NAME

filterlinks - filter the link file based on link parameters


SYNOPSIS

  filterlinks -links linkfile.txt [-nointer] [-nointra] [-debug]


DESCRIPTION


RULES

A filter rules contains two parts: the link parameter which is tested and a list of acceptable conditions.

The two exceptions are the -nointer and -nointra flags. These can be used to filter out inter-chromosomal links (ends of link are on different chromosomes) and intra-chromosomal links (ends of link are on the same chromosome). These two rules are strict, meaning that if a link does not pass them, no other rules are tested and the link is immediately rejected.


Link Parameters

  link_param = condition1,condition2,...

Because each link has two ends, each link parameter may give rise to three distinct rules

  link_param   = condition1,condition2,...
  link_param_1 = condition1,condition2,...
  link_param_2 = condition1,condition2,...

which test, respectively, both ends with the condition (both ends must pass), the first end, and the second end. The first end of the link corresponds to the first line of the link line pair. For example, given the link ... link018136 cf12 9800000 9900000 link018136 hs6 37914056 37916509 ...

the first end is cf12:9800000-9900000 and the second end is hs6:37914056-37916509.


Conditions

A condition has the following format

  { [?TYPE {ID} {!} ] } CONDITION

where elements in { } are optional. Briefly, TYPE is used to indicate how the CONDITION text should be applied (e.g. regular expression, integer range, exact match, etc). The ID is used to combine rules so that their match status is AND'ed together to determine whether the link passes. The trailing ``!'' is used to negate the rule (i.e. for the link to pass, the rule must fail).


EXAMPLES

Below are some examples to get you started. Note the interplay between conditions with IDs and condition without IDs. The former collate conditions into AND'ed sets, which are then in turn OR'ed with other sets and with conditions without IDs.


Filtering by Chromosomes

To select links in which both ends match regular expression ``1''

  chr = 1

So simple. Now, to select links in with either ends matches regular expression ``1'',

  chr_1 = 1
  chr_2 = 1

The difference between these two cases is that in the first instance, since the link_parameter does not include a _1 or _2 suffix, the condition is applied to both ends of the link and both ends must pass.
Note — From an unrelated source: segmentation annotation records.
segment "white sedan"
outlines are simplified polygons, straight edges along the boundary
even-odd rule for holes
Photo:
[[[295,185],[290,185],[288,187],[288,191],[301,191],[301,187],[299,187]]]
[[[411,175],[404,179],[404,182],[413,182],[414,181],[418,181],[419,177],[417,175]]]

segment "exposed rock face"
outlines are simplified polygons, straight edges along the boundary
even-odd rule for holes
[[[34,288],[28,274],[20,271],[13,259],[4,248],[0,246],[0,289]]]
In the second case, each end is tested independently and the results are OR'ed together.

If you want links where the first chromosome matches x or the second matches y,

  chr_1 = x
  chr_2 = y

The test is (chr_1 match ``x'') OR (chr_2 match ``y''). Note, however, that this set of rules requires that the first chromosome match ``x'' OR the second chromosome match ``y''. It will fail if the first chromosome matches ``y'' and the second matches ``x''. To match both possibilities, you might try

  chr_1 = x;;y
  chr_2 = y;;x

In this case the test is (chr_1 match ``x'') OR (chr_1 match ``y'') OR (chr_2 match ``x'') OR (chr_2 match ``y'').

If you are looking for links between x and y chromosomes, then you require the results of each condition to be AND'ed. For this, use IDs

  chr_1 = [?r1]x
  chr_2 = [?r1]y

Both of these rules have ID=1 and are therefore grouped into a set. Match results within a set are AND'ed. Thus, the test is (chr_1 match ``x'') AND (chr_2 match ``y''). If you want to match the other order too,

  chr_1 = [?r1]x;;[?r2]y
  chr_2 = [?r1]y;;[?r2]x

In this example, there are two IDs. The rules with ID=0 match chr1 to ``x'' and chr2 to ``y'' and the rules with ID=1 match the converse (chr1 to ``y'' and chr2 to ``x'').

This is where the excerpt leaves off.